British television series

Possession is a British supernatural thriller television limited series written by Karla Crome and directed by Storm Saulter. It stars Gugu Mbatha-Raw, Jonny Lee Miller, Sheldon Shepherd, and Bel Powley. The series premiered on 6 August 2026 on Sky Atlantic.

==Premise==
A lawyer investigates an inheritance claim in Jamaica.

==Cast and characters==
===Main===
- Gugu Mbatha-Raw as Claudia
- Jonny Lee Miller as Oliver Connaught
- Sheldon Shepherd as Cudjoe East
- Bel Powley as Charlotte

===Supporting===
- Sean Gilder as Tom McKenzie
- Richard Dillane as Eugene Desfrienes
- Diveen Henry as Flora
- Jack Bandeira as Kenneth Connaught
- Shantol Jackson as Sarah
- Safina Simpson as Betina
- Jeff Crossley as Angelo
- Nadean Rawlins as Mercy
- Oluniké Adeliyi as Patsy Dawkins

==Production==
Possession received a series order in December 2024 under the original title Inheritance. It is based on an idea by Jefferson Bannis, with Karla Crome as writer and Storm Saulter as director. It is produced by Snowed-In Productions, in association with Sky Studios. Crome and Saulter also executive produce alongside Ruth Kenley-Letts, Jenny van der Lande, Neil Blair, Sam Hoyle, Serena Thompson, Gugu Mbatha-Raw, and Jonny Lee Miller.
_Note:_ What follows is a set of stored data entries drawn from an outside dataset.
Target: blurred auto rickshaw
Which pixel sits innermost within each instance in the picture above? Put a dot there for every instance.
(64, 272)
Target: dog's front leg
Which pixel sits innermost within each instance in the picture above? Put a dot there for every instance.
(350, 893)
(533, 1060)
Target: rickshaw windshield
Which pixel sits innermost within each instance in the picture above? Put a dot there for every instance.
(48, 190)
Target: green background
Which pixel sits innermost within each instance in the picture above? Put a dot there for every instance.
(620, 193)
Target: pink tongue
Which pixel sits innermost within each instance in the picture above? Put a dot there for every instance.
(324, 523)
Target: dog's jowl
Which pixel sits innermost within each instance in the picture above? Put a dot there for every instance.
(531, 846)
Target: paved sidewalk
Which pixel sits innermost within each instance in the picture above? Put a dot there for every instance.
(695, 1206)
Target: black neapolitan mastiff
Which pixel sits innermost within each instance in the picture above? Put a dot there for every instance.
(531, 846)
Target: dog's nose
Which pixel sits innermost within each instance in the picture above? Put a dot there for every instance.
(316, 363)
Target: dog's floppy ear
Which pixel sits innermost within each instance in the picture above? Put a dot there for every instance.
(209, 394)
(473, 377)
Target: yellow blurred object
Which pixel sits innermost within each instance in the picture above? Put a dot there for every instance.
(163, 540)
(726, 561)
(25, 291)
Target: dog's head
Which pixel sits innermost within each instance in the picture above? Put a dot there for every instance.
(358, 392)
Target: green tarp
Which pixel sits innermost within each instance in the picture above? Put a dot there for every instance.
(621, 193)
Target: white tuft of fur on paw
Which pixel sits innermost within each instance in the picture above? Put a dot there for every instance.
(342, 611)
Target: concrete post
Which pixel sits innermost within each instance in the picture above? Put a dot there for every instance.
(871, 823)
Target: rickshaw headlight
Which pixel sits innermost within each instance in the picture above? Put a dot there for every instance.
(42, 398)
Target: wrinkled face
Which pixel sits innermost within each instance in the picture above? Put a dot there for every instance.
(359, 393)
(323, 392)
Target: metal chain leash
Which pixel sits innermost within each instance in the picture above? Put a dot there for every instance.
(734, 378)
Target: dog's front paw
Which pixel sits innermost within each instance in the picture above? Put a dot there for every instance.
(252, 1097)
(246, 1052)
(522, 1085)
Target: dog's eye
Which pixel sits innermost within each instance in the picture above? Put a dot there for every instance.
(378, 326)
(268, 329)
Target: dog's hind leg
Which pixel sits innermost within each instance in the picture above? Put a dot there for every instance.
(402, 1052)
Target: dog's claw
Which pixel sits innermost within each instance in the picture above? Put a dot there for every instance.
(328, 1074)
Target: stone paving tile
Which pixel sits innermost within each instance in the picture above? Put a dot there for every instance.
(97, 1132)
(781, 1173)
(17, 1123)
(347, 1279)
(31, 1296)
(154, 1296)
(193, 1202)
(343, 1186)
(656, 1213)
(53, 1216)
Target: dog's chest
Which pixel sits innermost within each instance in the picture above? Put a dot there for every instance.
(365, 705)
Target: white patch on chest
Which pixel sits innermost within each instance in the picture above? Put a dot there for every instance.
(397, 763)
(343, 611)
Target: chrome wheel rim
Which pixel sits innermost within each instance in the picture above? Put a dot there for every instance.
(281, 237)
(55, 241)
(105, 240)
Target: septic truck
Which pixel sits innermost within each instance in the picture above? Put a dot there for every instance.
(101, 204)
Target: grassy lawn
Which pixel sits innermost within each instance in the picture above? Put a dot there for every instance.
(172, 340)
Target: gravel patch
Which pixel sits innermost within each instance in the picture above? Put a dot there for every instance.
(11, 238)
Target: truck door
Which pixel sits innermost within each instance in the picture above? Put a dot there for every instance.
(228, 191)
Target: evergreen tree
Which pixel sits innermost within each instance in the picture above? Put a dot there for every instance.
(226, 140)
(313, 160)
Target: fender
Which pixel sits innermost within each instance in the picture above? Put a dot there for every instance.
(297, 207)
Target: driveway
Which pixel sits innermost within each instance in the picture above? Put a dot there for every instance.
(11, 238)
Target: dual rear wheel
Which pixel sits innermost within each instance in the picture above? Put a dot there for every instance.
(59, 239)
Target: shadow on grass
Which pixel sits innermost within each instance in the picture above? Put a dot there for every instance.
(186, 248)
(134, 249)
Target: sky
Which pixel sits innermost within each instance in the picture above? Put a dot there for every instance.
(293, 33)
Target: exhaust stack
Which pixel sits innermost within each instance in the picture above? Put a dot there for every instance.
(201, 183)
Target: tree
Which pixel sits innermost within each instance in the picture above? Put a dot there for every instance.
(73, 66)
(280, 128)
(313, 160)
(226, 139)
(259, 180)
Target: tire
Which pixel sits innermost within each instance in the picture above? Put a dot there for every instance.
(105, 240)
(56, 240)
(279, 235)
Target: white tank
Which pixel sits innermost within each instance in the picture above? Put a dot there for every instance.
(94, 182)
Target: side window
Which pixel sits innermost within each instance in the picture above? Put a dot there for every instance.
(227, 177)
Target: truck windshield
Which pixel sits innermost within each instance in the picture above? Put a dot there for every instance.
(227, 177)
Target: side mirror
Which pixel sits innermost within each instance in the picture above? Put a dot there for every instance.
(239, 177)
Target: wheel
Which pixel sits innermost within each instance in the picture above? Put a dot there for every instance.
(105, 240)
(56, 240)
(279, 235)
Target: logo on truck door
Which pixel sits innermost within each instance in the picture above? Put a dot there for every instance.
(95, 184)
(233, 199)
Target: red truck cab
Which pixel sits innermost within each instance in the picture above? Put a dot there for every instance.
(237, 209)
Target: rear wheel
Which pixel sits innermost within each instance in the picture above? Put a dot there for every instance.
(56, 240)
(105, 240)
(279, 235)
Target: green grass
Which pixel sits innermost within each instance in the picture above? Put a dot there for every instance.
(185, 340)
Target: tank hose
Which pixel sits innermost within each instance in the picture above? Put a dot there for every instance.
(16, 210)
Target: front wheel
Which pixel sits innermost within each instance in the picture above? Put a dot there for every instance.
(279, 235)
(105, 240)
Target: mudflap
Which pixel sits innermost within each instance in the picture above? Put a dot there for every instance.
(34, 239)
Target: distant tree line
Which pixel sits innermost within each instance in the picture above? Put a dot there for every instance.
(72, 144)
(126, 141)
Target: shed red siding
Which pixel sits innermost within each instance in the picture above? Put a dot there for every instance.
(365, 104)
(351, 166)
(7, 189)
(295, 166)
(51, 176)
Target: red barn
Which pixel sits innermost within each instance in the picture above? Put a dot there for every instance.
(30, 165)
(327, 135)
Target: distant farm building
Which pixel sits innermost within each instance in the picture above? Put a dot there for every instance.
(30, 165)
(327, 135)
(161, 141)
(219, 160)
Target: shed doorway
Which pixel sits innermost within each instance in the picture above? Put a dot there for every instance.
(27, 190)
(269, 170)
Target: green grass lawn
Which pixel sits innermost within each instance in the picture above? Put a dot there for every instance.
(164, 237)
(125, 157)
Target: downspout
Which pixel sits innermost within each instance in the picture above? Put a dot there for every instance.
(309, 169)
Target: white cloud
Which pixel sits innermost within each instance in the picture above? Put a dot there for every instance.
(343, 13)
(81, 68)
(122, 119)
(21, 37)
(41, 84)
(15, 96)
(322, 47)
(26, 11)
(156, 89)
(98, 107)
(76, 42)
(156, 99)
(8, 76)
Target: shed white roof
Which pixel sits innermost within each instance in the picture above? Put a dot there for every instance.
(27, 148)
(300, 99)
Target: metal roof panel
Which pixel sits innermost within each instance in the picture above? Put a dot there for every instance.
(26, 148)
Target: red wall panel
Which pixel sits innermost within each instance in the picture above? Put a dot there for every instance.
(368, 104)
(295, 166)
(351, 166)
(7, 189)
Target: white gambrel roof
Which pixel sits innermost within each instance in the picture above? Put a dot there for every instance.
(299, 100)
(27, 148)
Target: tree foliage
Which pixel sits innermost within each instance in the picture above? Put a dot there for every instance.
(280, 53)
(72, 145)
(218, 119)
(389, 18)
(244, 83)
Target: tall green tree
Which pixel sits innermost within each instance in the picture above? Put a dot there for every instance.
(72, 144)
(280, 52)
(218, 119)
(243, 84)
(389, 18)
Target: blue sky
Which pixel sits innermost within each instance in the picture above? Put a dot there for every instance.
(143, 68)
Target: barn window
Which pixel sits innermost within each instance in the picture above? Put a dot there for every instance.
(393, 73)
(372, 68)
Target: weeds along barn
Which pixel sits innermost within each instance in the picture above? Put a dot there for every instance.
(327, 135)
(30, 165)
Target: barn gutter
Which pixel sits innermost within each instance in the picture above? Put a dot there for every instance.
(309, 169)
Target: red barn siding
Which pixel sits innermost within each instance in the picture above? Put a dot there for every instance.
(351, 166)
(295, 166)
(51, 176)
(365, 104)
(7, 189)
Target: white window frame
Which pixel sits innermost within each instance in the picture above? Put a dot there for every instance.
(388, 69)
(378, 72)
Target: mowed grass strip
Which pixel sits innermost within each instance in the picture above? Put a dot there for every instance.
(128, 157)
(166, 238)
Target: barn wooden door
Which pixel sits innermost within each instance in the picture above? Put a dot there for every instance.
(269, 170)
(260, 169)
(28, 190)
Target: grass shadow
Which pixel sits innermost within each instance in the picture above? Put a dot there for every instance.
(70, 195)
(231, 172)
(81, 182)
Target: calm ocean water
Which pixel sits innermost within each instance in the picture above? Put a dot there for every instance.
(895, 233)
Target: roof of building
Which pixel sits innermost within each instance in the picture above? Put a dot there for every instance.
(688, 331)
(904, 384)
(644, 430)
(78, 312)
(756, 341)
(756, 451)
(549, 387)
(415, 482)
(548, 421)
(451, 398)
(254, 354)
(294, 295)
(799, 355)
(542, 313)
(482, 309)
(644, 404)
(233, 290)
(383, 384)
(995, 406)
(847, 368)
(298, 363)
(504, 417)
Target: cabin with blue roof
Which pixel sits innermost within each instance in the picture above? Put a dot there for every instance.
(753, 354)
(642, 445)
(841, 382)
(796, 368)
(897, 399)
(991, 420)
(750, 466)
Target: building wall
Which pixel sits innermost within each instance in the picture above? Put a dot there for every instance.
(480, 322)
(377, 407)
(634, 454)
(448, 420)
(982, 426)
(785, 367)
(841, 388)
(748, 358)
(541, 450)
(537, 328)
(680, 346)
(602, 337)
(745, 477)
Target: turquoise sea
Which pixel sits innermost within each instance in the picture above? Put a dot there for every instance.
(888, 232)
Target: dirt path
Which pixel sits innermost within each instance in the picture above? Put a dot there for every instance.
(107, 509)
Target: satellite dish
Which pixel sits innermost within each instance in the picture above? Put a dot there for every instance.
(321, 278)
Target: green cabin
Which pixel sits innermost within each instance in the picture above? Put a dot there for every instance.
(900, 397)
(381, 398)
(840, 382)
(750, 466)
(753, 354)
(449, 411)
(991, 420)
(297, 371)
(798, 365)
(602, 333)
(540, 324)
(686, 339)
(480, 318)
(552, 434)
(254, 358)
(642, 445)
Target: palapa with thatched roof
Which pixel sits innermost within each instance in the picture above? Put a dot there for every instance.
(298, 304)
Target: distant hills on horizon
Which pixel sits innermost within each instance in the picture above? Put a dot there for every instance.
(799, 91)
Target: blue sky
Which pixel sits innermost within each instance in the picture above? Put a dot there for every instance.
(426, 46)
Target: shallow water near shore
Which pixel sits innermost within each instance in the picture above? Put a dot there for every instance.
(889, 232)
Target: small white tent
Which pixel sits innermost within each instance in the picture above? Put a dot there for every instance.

Mbatha-Raw and Miller were announced to lead the cast along with Bel Powley and Sheldon Shepherd in main roles while Nadean Rawlins, Sean Gilder, Olunike Adeliyi, Richard Dillane, Diveen Henry, Jack Bandeira, and Shantol Jackson joined the cast in supporting roles. In March 2026, the title of the series was changed to Possession while Jeff Crossley and Safina Simpson were confirmed to have joined the cast.

The series is set in the city of Bristol in the United Kingdom and Jamaica. Filming began in December 2024 with filming locations including Bristol in the United Kingdom and Jamaica.

==Episodes==

| No. | Title | Directed by | Written by | Original release date |
|---|---|---|---|---|
| 1 | "Episode 1" | Storm Saulter | Karla Crome | 6 August 2026 |
| 2 | "Episode 2" | Storm Saulter | Karla Crome | 6 August 2026 |
| 3 | "Episode 3" | Storm Saulter | Karla Crome | 13 August 2026 |
| 4 | "Episode 4" | Storm Saulter | Karla Crome | 13 August 2026 |
| 5 | "Episode 5" | Storm Saulter | Karla Crome | 20 August 2026 |

==Broadcast==
The series premiered on Sky Atlantic on 6 August 2026. On the same day, all episodes were released by Sky and NOW.